Six Hours or Less of Sleep Ups Crash Risk for Young Drivers
FRIDAY, May 24 (HealthDay News) -- On average, sleeping six hours or less per night increases the risk of motor vehicle crashes for newly licensed drivers aged 17 to 24 years, according to research published online May 20 in JAMA Pediatrics.
Alexandra L.C. Martiniuk, Ph.D., of the University of Sydney, and colleagues conducted a prospective cohort study in which questionnaires were filled out by 20,822 newly licensed drivers aged 17 to 24 years. Average follow-up time for licensing and police-reported crash data was two years. Analysis of the data was based on a subsample of 19,327 participants for whom full information was available.

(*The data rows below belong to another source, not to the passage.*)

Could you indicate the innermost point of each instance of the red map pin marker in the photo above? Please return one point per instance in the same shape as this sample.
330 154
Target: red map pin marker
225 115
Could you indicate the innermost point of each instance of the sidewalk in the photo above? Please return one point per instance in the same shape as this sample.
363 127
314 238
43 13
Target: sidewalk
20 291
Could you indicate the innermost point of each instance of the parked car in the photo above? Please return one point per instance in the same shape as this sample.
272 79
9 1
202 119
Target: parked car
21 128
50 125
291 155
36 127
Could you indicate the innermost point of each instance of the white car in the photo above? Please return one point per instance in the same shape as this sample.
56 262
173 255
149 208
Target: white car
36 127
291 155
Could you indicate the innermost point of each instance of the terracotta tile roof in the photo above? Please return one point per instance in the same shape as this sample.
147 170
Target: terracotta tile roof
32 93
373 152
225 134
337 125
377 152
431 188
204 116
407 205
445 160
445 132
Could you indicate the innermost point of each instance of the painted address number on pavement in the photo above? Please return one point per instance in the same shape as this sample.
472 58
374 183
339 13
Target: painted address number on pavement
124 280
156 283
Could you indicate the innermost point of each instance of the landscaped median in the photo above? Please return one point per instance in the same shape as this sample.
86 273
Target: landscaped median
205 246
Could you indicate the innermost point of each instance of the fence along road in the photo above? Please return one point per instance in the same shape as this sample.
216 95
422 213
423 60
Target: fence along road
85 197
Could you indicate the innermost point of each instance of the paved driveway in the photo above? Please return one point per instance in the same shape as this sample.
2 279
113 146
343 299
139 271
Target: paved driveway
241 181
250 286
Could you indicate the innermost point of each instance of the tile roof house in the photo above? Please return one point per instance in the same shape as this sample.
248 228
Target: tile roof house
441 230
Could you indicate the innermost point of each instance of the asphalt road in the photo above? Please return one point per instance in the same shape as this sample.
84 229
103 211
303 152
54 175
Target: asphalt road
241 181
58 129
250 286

The researchers found that, on average, newly licensed 17- to 24-year-old drivers who reported sleeping six hours or less per night had an increased risk of a police-reported crash compared with those who reported sleeping more than six hours per night (relative risk [RR], 1.21). Less sleep on weekends significantly increased the risk for run-off-road crashes (RR, 1.55). For young drivers who had less sleep per night on average and on weekends and who had motor vehicle accidents, crashes were significantly more likely to occur between 8 p.m. and 6 a.m. (RR, 1.86 for midnight to 5:59 a.m.; RR, 1.66 for 8:00 to 11:59 p.m.).
"This study demonstrated that sleeping six or fewer hours per night, similar to five or fewer hours, is associated with an increased risk for motor vehicle crashes among young drivers," the authors write. "Importantly, this study also found that reduced sleep hours on the weekends was significantly associated with an increased risk for run-off-road crashes and crashes occurring between 8 p.m. and 6 a.m."